#apaperaday: In Vitro Studies to Evaluate the Intestinal Permeation of an Ursodeoxycholic Acid-Conjugated Oligonucleotide for Duchenne Muscular Dystrophy Treatment
In today’s #apaperaday, Prof. Aartsma-Rus reads and comments on the paper titled: In Vitro Studies to Evaluate the Intestinal Permeation of an Ursodeoxycholic Acid-Conjugated Oligonucleotide for Duchenne Muscular Dystrophy Treatment
Today’s pick is from @MDPIpharma by Faiella et al on in vitro experiments to deliver antisense oligonucleotides (ASOs) for dystrophin exon skipping across cultured intestine cells to cultured muscle cells with conjugates or exosomes. DOI:1 0.3390/pharmaceutics16081023
ASO for Duchenne exon skipping are approved in the USA. However, delivery efficiency leaves a lot to be desired. Authors here outline that different chemical modifications are possible for ASOs and also that things can be conjugated to ASOs to improve delivery.
One of these ‘things’ are lipid groups, which help with uptake across the membrane (also mainly lipids). The compound tested here is ursodeoxycholicacid (ADCA), as this previously improved uptake of drisapersen (an exon 51 skipping ASO that was tested in trials but not approved).
Authors outline that the ideal delivery mode would be oral, but ASOs are not taken up by the intestine. Here they test whether adding the ADCA conjugate can allow ASOs to cross intestine (cultured cells). In addition they also test exosomes, small vesicles produced by cells
Exosomes are used by cells to deliver RNA, miRNA & proteins. It is possible to isolate exosomes from cultured cells but also e.g. from milk. These exosomes can then be loaded with e.g. ASOs, which would then hitchhike along and benefit from the exosomes ability to deliver cargo.
Authors first tested whether the UDCA conjugate and their fluorescent conjugate (cy3) affected cell viability. They tested an ASO targeting human dystrophin exon 51, and one where the UDCA/Cy3 were conjugated to the beginning of the ASO (5′) and to the end (3′).
None of these compounds affected cell viability even at very high doses. Also when ASOs were loaded in exosomes and these were added to cells, viability was not affected. Authors showed that the ASOs were able to permeate the intestine cell culture at low amounts.
The permeability worked 2 directions (so they could go through from both sides). The UDCA 5′ ASO version worked best. However, uptake was limited when compared to transfection (very efficient). The exosomes also were able to deliver ASOs through intestine cultures.
Authors tested exosomes isolated from skeletal muscle cells & milk. Loading was optimal with 2 ug ASO/ug exosome. Exosomes isolated from muscle were more efficient in delivering ASOs to muscle underneath intestine cells, but delivery was mainly to the cytoplasm, not the nucleus
Authors also tested exon 51 skipping ability, with transfected cells showing very high exon skipping levels. The exosomes resulted in 20% and 6% skip for muscle and milk exosomes respectively for the 5’UDCA,cyASO.
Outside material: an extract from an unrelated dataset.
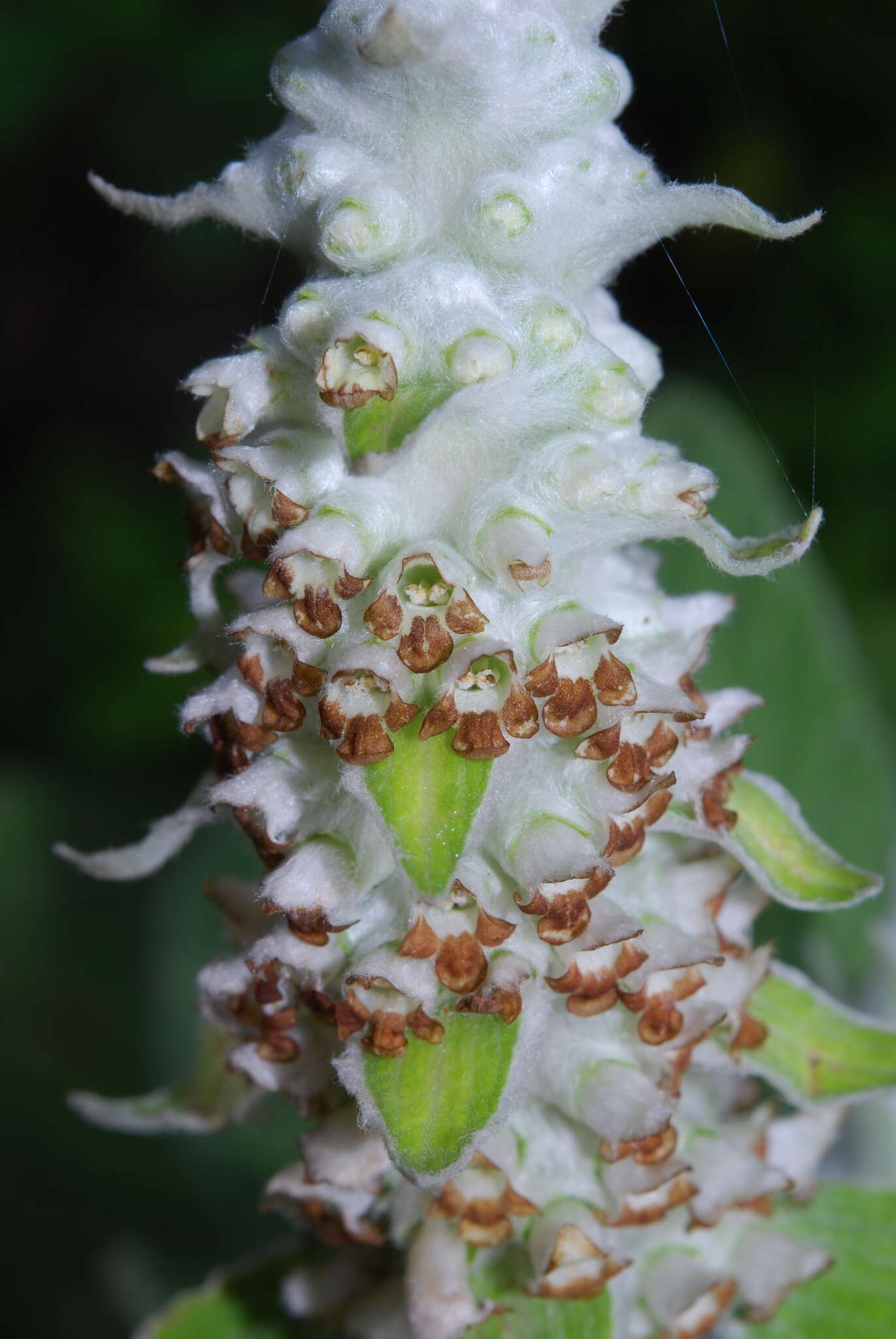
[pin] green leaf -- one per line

Finally authors did a non contact co-culture of muscle cells (myotubes) and intestine cells. They could see fluorescence in the muscle cells suggesting delivery. This was confirmed by exon skipping analysis (6% for milk exosomes and 29% for muscle exosomes, with 5’UDCA cy ASO)
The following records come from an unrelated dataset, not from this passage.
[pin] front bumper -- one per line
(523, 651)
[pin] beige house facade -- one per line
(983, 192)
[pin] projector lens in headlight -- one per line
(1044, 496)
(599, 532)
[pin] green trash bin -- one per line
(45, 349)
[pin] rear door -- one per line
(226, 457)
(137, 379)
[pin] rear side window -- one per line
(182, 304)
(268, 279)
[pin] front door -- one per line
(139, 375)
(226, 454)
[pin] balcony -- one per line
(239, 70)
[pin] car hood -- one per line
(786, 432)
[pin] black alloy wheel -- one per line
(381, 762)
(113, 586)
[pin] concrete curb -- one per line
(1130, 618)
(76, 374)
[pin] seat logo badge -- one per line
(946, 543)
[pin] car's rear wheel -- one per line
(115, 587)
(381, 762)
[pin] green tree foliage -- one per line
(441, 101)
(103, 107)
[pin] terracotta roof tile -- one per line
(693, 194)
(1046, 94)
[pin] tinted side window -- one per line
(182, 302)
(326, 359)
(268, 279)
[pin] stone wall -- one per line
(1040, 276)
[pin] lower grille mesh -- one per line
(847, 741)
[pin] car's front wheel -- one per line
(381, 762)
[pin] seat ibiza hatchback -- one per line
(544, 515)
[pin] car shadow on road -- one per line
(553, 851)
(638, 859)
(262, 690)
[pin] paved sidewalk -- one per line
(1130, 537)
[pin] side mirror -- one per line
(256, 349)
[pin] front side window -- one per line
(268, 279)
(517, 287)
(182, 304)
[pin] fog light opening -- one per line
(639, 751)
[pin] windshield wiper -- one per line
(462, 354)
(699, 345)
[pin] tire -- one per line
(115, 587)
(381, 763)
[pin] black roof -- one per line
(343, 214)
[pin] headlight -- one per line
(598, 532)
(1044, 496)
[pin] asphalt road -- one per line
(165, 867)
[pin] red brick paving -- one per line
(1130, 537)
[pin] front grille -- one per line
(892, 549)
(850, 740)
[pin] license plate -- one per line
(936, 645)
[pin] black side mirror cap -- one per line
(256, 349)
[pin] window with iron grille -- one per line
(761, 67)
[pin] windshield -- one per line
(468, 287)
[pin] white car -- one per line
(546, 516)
Authors discuss that the method works to deliver the ASOs across cultured intestine cells, but that the efficiency is rather limited. More optimization is needed for exosome isolation and loading. Furthermore, in vivo validation will be crucial (not mentioned by authors).
The in vitro cell culture systems are a good first test, but seeing whether this works in an organism is a crucial part as culture systems have very limited complexity. Also, testing in a mouse or rat will require a scale up of compounds compared to cultured cells.
If the scale up is not possible (e.g. because exosome isolation and processing is challenging) then translation to humans (who are much larger than a mouse or rat) is questionable. So…more work is needed but I appreciate authors sharing early stages of this work.